Ty Page helped promote the kicktail as part of the Makaha Team, sponsored by Stevenson’s company MAKAHA Skateboards. And here’s where I jumped into a whole different rabbithole.
At this point in history – as skateboarding was just beginning to come into its own as a sport – there was an enormous intersection between surfboarders and skateboarders, many of whom would surf when weather and tide conditions were right and skate when they weren’t.
Larry Stevenson was such an individual. On his way to his deployment in the Korean War, he stopped at Hawaii where he found a particular beach to be excellent for surfing. That beach, which would eventually give its name to his company, was at the town of… Mākaha.
One thing I found interesting while reading about Mākaha is that it’s the home of Kāne’āki Heiau, Hawaii’s most-completely restored heiau. Heiau are temples of the indigenous religion of Native Hawaiians, a polytheistic and animistic belief structure itself seemingly related to earlier Māori practices brought over by Polynesian seafarers from 800 CE onwards.
According to tradition, heiau were built by menehune, mythological two-foot high dwarves who lived in the deep forests and hidden valleys, far from humans, and came out at night to build structures and dig fish ponds. The concept is comparable to the European idea of brownies or hobgoblins, in particular the pre-Christian idea of these spirits as being helpful to humans so long as they’re treated with respect.
Pressure from Christian missionaries in Hawaii from 1820 onwards led to the neglect and destruction of most heiau, except for the most-remote of them. One such remote temple was the standing stones on Necker Island (see: we got there eventually!).

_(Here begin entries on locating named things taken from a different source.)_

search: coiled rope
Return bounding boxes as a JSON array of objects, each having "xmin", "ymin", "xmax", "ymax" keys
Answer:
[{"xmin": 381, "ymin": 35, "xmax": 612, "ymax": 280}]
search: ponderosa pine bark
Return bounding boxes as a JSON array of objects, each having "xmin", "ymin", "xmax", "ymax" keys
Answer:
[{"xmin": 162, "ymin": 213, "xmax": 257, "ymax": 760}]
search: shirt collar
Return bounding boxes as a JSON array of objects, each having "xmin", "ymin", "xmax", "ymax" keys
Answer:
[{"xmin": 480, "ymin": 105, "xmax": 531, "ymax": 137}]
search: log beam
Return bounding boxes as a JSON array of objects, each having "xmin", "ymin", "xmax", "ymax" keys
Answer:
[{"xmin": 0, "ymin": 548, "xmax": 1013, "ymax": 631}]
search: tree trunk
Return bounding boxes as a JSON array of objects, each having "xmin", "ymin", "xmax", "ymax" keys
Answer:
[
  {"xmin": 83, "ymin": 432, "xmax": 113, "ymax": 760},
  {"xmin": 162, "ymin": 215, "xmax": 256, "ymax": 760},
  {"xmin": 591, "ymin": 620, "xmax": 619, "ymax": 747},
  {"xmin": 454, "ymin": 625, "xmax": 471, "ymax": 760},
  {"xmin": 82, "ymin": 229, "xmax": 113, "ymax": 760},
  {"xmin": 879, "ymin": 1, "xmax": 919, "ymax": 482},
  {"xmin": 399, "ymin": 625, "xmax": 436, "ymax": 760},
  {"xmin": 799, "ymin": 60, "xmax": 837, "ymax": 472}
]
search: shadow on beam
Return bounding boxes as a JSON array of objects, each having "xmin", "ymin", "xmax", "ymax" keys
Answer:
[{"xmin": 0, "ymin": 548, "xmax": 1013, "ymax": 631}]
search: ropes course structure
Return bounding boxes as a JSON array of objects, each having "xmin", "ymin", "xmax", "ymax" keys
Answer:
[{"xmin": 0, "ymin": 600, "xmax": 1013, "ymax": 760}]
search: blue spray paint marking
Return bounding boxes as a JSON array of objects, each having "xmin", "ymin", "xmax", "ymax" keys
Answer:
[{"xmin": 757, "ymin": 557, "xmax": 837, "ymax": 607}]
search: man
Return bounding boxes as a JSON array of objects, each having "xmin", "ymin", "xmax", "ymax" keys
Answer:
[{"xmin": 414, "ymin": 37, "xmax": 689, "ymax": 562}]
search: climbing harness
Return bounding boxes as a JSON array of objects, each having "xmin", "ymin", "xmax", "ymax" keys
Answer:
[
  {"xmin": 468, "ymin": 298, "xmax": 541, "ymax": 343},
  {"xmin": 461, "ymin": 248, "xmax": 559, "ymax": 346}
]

Necker Island is named after Jacques Necker, France’s finance minister at the time that the first European explorer – Jean-François de Galaup – sighted the rock. We don’t know what ancient Hawaiian peoples called it, but reverse-engineering Hawaiian chants passed down by oral tradition that include descriptions of islands has led the Hawaiian Lexicon Committee to assign it the name Mokumanamana, which means “pinnacled island”.
We also don’t know when Necker Island was last inhabited, but it seems that its poor thin soil is likely to have prevented permanent settlement. However, there’s evidence that its caves were used for human habitation from time to time, and some have been used as tombs. Even landing on the island is difficult on account of its sheer stone cliffs around its edge (which is part of the rim of what was once a volcanic cone).
But do you know what archaeologists found on Necker Island, amongst the standing stones? Menehune figurines, carved out of basalt, one and a half to two feet tall. Tales in the oral traditions of the natives of the island of Kauaʻi describe Necker Island as the last refuge of the diminutive builders after they were chased off the main island by the newly-arrived Polynesians.
In the way that was long-traditional for European empires exploring the culturally-important sites of distant lands, many of the artefacts found on Necker Island aren’t there any more. But the standing stones are still standing, and human remains that were removed and put into a museum have been returned and re-buried, at least.
So that’s Necker Island! Which I learned about because Wikipedia randomly chose me an article about an album by a Malaysian hip hop band, whose name derives from a skateboarding trick that’s possible thanks to an invention by a man whose skateboarding company was named after a surf-friendly Hawaiian beach near a town that has ruins of a temple allegedly built my mythological dwarves who are said to have lived there. It’s been quite a journey! I wonder where tomorrow’s will take me.